Elle se livra à un genre d’exercice de respiration, inspirant et expirant rapidement, retenant son souffle quelques secondes.
— Il existe une petite chance pour qu’il se dise : Si personne n’apprend ce qui s’est passé ici…, reprit-elle en haussant les épaules. Il est armé. Il pourrait nous vouloir du mal.
Fassin la regarda, incrédule.
— Tu crois ? Sérieusement ?
— Je le connais, répondit-elle en hochant la tête. Et ne sois pas étonné si la navette n’est plus là.
Elle n’était plus là.
Ils marchèrent jusqu’à la sortie et la trouvèrent à l’extérieur, posée dans la lumière tamisée renvoyée par un quartier de Nasqueron inondé de soleil.
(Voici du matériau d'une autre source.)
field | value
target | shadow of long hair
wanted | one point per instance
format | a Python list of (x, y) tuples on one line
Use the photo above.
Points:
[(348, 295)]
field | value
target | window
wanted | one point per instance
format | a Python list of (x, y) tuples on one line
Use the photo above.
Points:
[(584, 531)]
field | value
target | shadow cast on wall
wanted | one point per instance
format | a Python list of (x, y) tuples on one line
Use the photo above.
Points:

Sal était assis à l’intérieur, le regard perdu dans ce désert glacé. Avant de le rejoindre, Taince vérifia son communicateur militaire et découvrit qu’elle captait enfin un signal. Elle appela l’unité de la Navigarchie la plus proche et fit un bref rapport sur la situation. Alors seulement, ils se dirigèrent vers la navette. Leurs téléphones étaient toujours hors service.
Saluus regarda par-dessus son épaule.
— Elle est tombée ? demanda-t-il.
— On y était presque, dit Taince. Vraiment.
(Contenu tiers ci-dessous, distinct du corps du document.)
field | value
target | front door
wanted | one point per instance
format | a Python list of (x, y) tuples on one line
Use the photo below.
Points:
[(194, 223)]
Elle n’avait pas rengainé son arme. Sal se cacha le visage d’une main et resta ainsi quelques secondes. Dans l’autre, il tenait un morceau de métal fin et tordu, à moitié fondu. Il se découvrit le visage et commença à jouer avec le fragment de métal, à le faire passer d’une paume à l’autre. Son arme était posée sur son blouson, à l’arrière de la navette.
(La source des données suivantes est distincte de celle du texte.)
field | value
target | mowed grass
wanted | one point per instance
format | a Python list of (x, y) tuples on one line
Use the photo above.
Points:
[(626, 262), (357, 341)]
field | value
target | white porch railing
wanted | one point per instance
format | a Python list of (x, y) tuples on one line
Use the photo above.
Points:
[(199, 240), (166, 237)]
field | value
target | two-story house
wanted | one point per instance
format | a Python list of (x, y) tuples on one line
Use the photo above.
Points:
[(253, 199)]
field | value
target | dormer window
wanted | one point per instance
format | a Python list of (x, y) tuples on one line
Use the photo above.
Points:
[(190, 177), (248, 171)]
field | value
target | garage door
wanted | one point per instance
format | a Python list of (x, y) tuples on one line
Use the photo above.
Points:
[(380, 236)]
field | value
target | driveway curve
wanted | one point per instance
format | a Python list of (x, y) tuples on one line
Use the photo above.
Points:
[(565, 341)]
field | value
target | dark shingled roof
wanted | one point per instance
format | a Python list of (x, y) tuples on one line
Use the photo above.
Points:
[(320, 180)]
— J’ai réussi à joindre l’armée, annonça Taince. L’alerte est terminée. On n’a plus qu’à attendre ici. Un vaisseau est déjà en route.
Elle monta dans la navette, derrière lui.
— On n’y serait jamais arrivé, Tain. Je te le dis, ajouta-t-il comme Fass prenait place à ses côtés, on n’y serait jamais arrivé. On serait tous morts à l’heure qu’il est.
— Tu as trouvé la corde ? demanda Fassin.
Soudain, il s’imagina en train de lui arracher ce morceau de métal des mains pour le lui fourrer dans l’œil.
Sal secoua la tête. Il paraissait hébété plus qu’autre chose.
— Je me suis foulé la cheville, dit-il. Je crois que j’ai une entorse. J’ai eu le plus grand mal à arriver jusqu’ici. Je pensais pouvoir utiliser la navette, lui faire traverser les matériaux suspendus au plafond, puis vous rejoindre là-bas. Mais cette toile était plus solide que je ne le croyais. Alors, je suis sorti pour essayer d’appeler du secours.
Le fragment de métal tordu continuait de danser dans ses mains.
— Qu’est-ce que c’est ? demanda Fassin après un moment de silence.
Sal regarda l’objet et haussa les épaules.
— Ça vient du vaisseau. Un truc que j’ai trouvé.
Taince tendit le bras par-dessus la banquette, lui arracha le débris des mains et le lança dans le sable.
Ils restèrent là à attendre en silence jusqu’à l’arrivée du suborb de la Navigarchie. Lorsque Taince sortit à la rencontre des soldats, Sal alla chercher le morceau de métal en boitillant.
DEUX
Rappel destructeur
Je suis né sur une lune d’eau. D’aucuns, en particulier ses habitants, en parlaient comme d’une planète, mais ses dimensions – à peine deux cents kilomètres de diamètre – étaient davantage celles d’une lune. C’était un astre entièrement constitué d’eau ; c’est-à-dire qu’on n’y trouvait ni terre ferme, ni roche, ni noyau solide. Juste de l’eau liquide.
Si elle avait été beaucoup plus grosse, ma lune natale aurait eu un noyau de glace, car l’eau, censée être incompressible, se change en glace lorsqu’elle est soumise à de fortes pressions. (Cela peut paraître bizarre à ceux qui vivent sur des planètes où la glace flotte, mais c’est pourtant vrai.) Comme elle n’était pas assez massive pour avoir un cœur de glace, il était possible – à condition d’être assez bien équipé pour résister à la pression – de s’enfoncer dans sa masse liquide pour atteindre son centre exact.
Là, un phénomène étrange se produisait.
Au cœur de ce globe constitué d’eau, il n’y avait plus de gravité. La pression, qui s’exerçait de tous les côtés, était colossale, mais le poids y était une notion inconnue (les planètes, lunes ou autres corps célestes, liquides ou non, attirent ce qui se trouve à leur surface ; mais dans leur cœur, les forces s’annulent). Eu égard au volume de cette goutte géante, la pression était proprement négligeable.